The ACF at lag 1 is not significantly far form zero, so we don’t difference further lest we overdifference the series.

Looking at 25 lags of this series, we see that there are few lags at which the ACF or PACF are significant. The ACF is significant at lag 4 (implying \(p = 4\)) and the PACF is significant at lag \(q = 4\) which is consistent with the model from the auto.arima.

Akaike Information Criterion

AICc is a refinement of the AIC (Akaike Information Criterion), which is a formula based on the number of estimated parameters as well as the maximum likelihood estimator. The smaller the AIC, the stronger the model. The AICc corrects for finite sample sizes, addressing an issue with the AIC which can result in overfitting models, so we prefer it when fitting for an ARIMA model.

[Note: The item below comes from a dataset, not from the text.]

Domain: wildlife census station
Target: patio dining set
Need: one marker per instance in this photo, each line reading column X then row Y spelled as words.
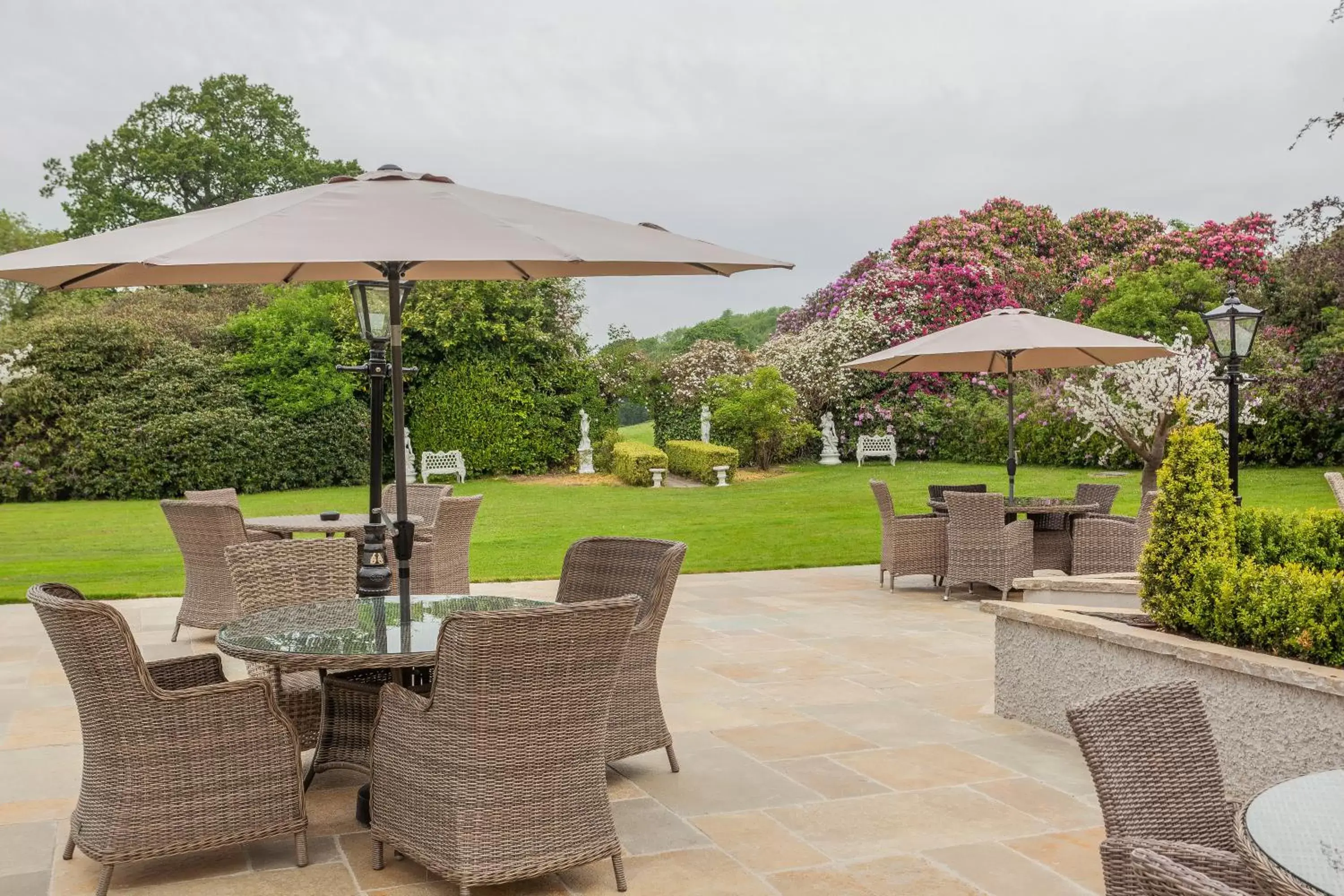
column 483, row 723
column 974, row 535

It is however important to note that the AIC (and AICc) depend on a model being univariate, linear, and with normally-distributed residuals. We know the first two are true from what we have done so far, but are unsure about the latter condition. It is something that we will diagnose in the model diagnostics.

Model Selection

For now we will just use the AICc to select a couple of models and determine later on if the residuals will be an issue.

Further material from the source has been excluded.